5 key facts about this project
Hrygg is located in the Myvatn region and integrates dining with an engaging experience in nature. The design emphasizes a strong connection between the restaurant and the active greenhouses. Guests have the opportunity to interact with aspects of food cultivation while enjoying their meals. The layout follows a linear organization that enhances the relationship between the various spaces and invites exploration.
Interior Experience
Visitors enter Hrygg from the north and arrive in a foyer, which serves as a transitional area leading to different dining levels and the connected greenhouses. This design encourages movement and interaction throughout the space. Inside, guests can choose between several seating options that deepen their connection to food preparation and agricultural practices.
Dining Levels
Hrygg features three distinct dining levels, each oriented to offer unique experiences. Those who sit near the central spine can observe the greenhouse activities, where staff and farmers harvest fresh produce. This visibility reinforces the importance of food sourcing and promotes appreciation for where the ingredients come from, making diners active participants in their meal experience.
Natural Integration
A prominent design feature is the outer glazed wall, which provides expansive views of the Myvatn nature baths and the Hyverfall volcano. This element enhances the dining experience by connecting guests with the outdoor landscape. Natural light fills the dining areas, creating a bright and inviting atmosphere. The carefully designed openings ensure that diners feel a sense of connection to the environment.

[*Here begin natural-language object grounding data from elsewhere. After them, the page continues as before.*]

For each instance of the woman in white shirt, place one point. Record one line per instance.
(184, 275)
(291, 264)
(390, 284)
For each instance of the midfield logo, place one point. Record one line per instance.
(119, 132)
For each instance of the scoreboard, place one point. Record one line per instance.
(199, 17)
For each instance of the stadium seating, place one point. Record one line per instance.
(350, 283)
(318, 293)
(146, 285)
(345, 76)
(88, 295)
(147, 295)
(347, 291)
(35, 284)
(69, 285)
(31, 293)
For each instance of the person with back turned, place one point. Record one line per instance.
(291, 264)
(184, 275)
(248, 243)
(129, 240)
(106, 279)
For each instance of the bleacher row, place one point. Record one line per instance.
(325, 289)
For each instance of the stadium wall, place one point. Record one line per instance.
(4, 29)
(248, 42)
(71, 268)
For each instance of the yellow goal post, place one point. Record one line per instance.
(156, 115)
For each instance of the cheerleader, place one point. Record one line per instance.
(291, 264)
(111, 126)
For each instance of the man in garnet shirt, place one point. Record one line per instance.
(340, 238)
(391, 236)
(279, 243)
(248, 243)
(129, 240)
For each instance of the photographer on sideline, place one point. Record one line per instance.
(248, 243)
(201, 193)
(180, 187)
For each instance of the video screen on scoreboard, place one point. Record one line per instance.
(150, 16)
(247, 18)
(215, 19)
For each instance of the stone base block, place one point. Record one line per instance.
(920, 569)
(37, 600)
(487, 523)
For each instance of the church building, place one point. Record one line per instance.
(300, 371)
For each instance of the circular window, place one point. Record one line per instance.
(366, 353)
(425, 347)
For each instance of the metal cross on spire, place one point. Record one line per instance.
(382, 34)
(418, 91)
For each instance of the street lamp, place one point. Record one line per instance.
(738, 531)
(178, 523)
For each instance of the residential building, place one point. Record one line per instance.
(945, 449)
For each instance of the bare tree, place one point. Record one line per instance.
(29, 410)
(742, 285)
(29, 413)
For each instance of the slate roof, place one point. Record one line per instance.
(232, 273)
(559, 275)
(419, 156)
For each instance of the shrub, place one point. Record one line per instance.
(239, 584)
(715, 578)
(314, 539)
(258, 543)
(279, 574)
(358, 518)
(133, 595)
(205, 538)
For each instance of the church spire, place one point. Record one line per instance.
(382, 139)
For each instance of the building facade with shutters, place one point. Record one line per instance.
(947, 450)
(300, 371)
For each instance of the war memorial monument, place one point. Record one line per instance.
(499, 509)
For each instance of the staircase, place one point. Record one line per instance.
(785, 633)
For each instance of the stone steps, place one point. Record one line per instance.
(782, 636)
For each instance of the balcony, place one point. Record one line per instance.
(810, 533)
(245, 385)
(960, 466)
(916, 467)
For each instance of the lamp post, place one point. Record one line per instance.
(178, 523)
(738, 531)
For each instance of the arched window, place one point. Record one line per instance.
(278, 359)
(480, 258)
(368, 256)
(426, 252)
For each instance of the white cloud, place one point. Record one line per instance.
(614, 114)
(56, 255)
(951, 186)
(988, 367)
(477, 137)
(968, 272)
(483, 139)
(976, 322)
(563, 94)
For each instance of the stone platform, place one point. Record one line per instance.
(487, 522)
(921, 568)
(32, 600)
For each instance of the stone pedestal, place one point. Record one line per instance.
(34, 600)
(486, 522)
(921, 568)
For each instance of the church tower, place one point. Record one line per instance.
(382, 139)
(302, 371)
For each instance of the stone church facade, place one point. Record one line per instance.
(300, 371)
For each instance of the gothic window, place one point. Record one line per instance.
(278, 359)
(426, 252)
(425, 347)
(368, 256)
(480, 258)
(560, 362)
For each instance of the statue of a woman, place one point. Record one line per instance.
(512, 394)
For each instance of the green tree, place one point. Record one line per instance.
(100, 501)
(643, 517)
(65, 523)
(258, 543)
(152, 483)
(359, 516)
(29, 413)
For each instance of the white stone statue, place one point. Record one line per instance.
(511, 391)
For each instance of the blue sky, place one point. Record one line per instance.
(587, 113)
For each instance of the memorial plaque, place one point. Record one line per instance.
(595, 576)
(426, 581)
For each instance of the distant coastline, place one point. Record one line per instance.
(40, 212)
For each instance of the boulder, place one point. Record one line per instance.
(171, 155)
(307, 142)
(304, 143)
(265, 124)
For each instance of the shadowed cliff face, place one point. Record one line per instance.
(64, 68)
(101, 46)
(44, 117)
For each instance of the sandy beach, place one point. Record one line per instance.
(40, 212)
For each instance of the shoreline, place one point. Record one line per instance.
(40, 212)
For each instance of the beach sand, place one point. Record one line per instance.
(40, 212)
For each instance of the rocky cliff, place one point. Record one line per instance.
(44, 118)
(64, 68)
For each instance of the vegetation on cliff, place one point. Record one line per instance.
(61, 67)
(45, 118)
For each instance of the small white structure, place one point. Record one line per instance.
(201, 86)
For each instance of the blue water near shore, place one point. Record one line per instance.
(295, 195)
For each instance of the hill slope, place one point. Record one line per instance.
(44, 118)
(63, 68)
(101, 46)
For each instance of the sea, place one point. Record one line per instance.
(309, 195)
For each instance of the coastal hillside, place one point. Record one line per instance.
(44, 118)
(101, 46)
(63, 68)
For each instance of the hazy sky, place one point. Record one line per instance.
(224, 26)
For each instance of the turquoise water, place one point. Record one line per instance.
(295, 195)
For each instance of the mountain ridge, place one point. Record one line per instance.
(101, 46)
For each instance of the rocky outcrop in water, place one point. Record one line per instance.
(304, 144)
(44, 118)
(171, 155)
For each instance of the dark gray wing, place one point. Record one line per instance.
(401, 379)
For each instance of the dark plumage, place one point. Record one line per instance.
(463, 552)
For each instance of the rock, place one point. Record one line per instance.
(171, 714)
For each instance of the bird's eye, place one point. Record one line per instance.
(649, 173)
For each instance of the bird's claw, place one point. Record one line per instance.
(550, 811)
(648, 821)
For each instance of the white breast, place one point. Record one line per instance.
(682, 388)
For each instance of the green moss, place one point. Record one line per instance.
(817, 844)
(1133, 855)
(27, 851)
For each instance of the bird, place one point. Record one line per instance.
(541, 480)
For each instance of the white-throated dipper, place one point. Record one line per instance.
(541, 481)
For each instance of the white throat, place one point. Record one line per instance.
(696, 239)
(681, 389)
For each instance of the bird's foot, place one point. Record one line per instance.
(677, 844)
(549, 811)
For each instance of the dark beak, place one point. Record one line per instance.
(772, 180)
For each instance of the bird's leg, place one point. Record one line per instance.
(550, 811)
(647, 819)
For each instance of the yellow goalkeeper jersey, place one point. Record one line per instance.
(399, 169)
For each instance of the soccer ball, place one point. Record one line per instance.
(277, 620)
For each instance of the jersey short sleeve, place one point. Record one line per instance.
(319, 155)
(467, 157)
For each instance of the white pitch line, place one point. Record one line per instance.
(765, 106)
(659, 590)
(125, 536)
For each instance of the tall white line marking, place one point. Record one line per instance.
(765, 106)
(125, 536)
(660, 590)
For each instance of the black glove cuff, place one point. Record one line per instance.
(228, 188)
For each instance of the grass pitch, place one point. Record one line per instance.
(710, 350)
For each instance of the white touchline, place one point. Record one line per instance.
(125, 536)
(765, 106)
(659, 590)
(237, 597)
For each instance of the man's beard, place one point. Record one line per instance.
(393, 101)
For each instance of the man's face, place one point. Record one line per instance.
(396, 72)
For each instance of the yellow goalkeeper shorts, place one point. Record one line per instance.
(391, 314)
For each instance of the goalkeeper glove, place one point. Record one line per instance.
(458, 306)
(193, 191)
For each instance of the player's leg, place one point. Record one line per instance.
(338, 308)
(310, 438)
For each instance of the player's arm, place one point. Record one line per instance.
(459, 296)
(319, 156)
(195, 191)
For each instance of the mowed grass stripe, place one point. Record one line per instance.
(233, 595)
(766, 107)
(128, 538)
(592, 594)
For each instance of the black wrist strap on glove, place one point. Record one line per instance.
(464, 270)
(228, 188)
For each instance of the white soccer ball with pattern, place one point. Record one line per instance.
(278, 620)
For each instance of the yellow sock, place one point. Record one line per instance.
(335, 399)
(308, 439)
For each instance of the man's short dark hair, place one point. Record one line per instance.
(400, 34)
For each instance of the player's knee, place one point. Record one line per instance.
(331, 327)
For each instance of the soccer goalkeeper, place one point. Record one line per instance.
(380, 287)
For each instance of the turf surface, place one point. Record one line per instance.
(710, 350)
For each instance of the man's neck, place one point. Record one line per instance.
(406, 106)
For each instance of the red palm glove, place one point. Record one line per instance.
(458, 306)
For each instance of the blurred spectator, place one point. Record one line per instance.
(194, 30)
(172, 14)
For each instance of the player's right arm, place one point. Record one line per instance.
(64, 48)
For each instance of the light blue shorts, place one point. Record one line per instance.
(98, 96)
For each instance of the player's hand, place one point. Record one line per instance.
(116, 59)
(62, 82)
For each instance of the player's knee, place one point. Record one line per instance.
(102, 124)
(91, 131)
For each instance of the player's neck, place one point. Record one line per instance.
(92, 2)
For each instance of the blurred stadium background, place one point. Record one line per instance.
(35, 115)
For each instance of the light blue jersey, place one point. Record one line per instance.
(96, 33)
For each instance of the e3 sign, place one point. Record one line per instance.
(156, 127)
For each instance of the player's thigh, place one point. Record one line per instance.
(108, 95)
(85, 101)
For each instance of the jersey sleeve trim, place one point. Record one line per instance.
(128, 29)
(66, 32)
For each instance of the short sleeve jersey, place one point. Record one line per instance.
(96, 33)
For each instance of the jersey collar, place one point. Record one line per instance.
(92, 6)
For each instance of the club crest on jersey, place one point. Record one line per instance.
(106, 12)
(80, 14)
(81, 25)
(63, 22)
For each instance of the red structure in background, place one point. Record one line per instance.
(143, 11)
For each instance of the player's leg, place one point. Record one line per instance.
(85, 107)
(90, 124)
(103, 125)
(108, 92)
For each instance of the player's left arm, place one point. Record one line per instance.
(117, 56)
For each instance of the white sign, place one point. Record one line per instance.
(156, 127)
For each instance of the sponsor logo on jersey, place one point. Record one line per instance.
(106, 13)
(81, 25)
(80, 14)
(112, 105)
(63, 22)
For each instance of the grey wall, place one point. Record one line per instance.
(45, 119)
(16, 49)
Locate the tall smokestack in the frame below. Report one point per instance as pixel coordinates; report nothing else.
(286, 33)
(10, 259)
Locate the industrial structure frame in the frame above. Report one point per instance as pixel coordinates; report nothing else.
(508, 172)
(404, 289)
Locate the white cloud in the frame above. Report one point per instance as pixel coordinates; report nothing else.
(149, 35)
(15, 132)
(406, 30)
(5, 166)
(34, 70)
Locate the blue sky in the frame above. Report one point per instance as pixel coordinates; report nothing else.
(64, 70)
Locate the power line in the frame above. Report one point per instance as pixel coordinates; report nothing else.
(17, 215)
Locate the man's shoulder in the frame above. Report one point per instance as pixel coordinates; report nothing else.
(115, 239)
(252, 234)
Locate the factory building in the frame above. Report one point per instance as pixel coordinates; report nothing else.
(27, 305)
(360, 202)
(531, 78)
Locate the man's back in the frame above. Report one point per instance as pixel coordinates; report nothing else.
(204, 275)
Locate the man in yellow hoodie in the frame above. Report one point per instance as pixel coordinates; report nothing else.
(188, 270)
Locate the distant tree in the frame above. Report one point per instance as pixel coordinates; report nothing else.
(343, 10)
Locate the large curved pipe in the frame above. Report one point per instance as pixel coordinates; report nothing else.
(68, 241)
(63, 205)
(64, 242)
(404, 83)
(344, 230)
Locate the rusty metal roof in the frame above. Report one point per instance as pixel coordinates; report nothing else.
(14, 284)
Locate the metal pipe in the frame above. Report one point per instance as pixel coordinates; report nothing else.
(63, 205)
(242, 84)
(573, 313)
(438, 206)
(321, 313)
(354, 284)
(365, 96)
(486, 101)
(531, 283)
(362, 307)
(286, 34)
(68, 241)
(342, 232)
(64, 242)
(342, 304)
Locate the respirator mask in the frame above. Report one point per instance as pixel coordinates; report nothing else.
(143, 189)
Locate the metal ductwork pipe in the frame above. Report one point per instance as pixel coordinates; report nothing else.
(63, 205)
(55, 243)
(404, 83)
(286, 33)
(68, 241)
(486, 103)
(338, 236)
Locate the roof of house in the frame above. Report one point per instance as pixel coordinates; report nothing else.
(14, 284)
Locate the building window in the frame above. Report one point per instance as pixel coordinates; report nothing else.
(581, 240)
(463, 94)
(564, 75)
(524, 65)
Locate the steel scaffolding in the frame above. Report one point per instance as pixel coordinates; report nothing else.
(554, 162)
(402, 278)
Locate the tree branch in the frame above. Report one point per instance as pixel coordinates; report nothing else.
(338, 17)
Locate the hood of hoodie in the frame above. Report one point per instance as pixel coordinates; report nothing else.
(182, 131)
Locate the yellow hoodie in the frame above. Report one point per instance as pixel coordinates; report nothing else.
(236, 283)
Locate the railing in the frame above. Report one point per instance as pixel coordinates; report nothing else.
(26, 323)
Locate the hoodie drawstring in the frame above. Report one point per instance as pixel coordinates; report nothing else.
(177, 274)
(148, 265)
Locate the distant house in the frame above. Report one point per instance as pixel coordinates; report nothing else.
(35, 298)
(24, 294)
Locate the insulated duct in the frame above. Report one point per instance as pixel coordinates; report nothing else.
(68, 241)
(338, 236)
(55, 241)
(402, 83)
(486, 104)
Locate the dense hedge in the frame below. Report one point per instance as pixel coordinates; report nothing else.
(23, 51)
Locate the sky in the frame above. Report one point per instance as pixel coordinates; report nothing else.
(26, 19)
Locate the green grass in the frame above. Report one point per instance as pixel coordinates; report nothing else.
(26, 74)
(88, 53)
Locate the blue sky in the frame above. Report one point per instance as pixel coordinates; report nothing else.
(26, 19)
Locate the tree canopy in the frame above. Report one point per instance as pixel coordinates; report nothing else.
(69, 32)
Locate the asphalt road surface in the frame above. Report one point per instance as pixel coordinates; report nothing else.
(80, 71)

Sustainability and Locality
Hrygg highlights a commitment to sustainability and local produce. The presence of active greenhouses showcases seasonal agricultural practices, allowing diners to engage with the local ecology. This focus on fresh, regionally sourced food supports sustainable farming. It also enriches the dining experience by linking it to the natural cycles present in the Myvatn area.
The interplay between dining spaces and greenhouse activities creates an environment where the beauty of local agriculture is evident. Guests can witness firsthand the journey of their food from cultivation to consumption, fostering a deeper understanding of sustainability and connection to the land.